Alguns elementos-chave na mudança de paradigma:
  • Diminuição da pecuária; 
  • Mudança radical na dieta (comer muito menos carne);
  • Inclusão de árvores no agro-sistema e não a sua segregação;
  • Inclusão da vegetação espontânea; 
  • Optimização dos fertilizantes orgânicos e inorgânicos, sobretudo com a valorização do desperdício.
Com o nosso comportamento (Cantinho das Aromáticas) ao longo dos últimos 12 anos, já fazemos parte da solução, praticando uma agricultura biológica urbana, de proximidade, criamos um complexo sistema holístico.
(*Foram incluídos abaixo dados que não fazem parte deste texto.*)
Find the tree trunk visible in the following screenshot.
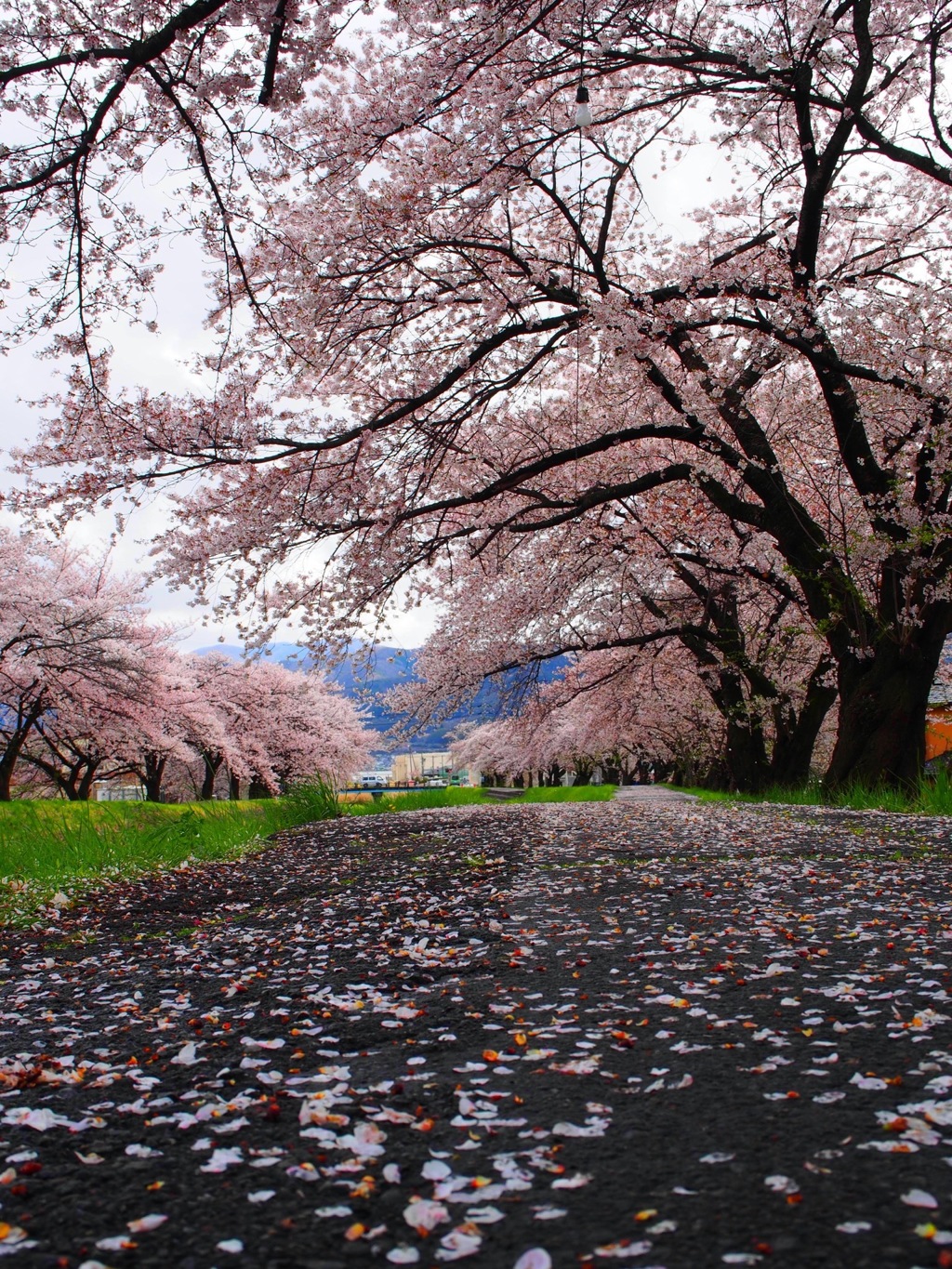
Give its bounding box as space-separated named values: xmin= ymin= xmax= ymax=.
xmin=771 ymin=657 xmax=837 ymax=787
xmin=198 ymin=752 xmax=222 ymax=802
xmin=0 ymin=699 xmax=43 ymax=802
xmin=824 ymin=623 xmax=945 ymax=788
xmin=139 ymin=754 xmax=166 ymax=802
xmin=708 ymin=670 xmax=769 ymax=793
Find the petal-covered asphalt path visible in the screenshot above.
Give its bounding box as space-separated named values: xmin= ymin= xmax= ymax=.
xmin=0 ymin=803 xmax=952 ymax=1269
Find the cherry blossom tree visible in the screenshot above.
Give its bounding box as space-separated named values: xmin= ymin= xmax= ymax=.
xmin=0 ymin=529 xmax=164 ymax=800
xmin=219 ymin=660 xmax=373 ymax=796
xmin=395 ymin=490 xmax=835 ymax=790
xmin=17 ymin=0 xmax=952 ymax=783
xmin=0 ymin=0 xmax=349 ymax=352
xmin=452 ymin=646 xmax=726 ymax=785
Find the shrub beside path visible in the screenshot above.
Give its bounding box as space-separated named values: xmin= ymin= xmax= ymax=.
xmin=0 ymin=800 xmax=952 ymax=1269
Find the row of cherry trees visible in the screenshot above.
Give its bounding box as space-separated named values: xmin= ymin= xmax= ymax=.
xmin=0 ymin=532 xmax=371 ymax=800
xmin=0 ymin=0 xmax=952 ymax=785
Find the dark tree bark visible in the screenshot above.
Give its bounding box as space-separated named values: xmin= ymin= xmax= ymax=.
xmin=139 ymin=754 xmax=167 ymax=802
xmin=825 ymin=615 xmax=947 ymax=788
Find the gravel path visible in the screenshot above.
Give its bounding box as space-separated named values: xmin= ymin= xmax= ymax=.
xmin=0 ymin=800 xmax=952 ymax=1269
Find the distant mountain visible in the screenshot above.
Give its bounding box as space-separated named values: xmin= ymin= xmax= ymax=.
xmin=195 ymin=643 xmax=567 ymax=752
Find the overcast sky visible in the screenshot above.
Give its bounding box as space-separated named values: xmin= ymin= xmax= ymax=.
xmin=0 ymin=106 xmax=722 ymax=649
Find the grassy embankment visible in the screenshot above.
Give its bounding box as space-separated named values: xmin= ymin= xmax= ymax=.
xmin=681 ymin=769 xmax=952 ymax=814
xmin=0 ymin=786 xmax=613 ymax=925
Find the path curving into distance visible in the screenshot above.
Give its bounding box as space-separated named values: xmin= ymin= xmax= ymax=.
xmin=0 ymin=800 xmax=952 ymax=1269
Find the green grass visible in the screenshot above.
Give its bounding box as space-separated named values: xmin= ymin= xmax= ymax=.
xmin=347 ymin=785 xmax=615 ymax=814
xmin=669 ymin=768 xmax=952 ymax=814
xmin=0 ymin=783 xmax=615 ymax=926
xmin=0 ymin=785 xmax=337 ymax=925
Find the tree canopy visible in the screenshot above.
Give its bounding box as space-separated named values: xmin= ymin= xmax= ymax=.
xmin=7 ymin=0 xmax=952 ymax=783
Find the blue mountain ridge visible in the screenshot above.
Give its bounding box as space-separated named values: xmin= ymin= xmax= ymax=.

Não basta propor mudanças individuais de comportamentos. Hoje o desafio é mais do que reciclar ou ter um carrro híbrido. O mundo está a mudar rapidamente e muitos acham que é ficção cientifica o que acontece à nossa volta, o que nos leva tantas vezes a passar demasiado tempo a tentar resolver problemas fictícios.

O derradeiro poder está nas decisões que cada um de nós toma, todos os dias, quando decide comprar, consumir alimentos. Se em conjunto elegermos alimentos provenientes de formas sustentáveis de produção, podemos mudar o destino da humanidade.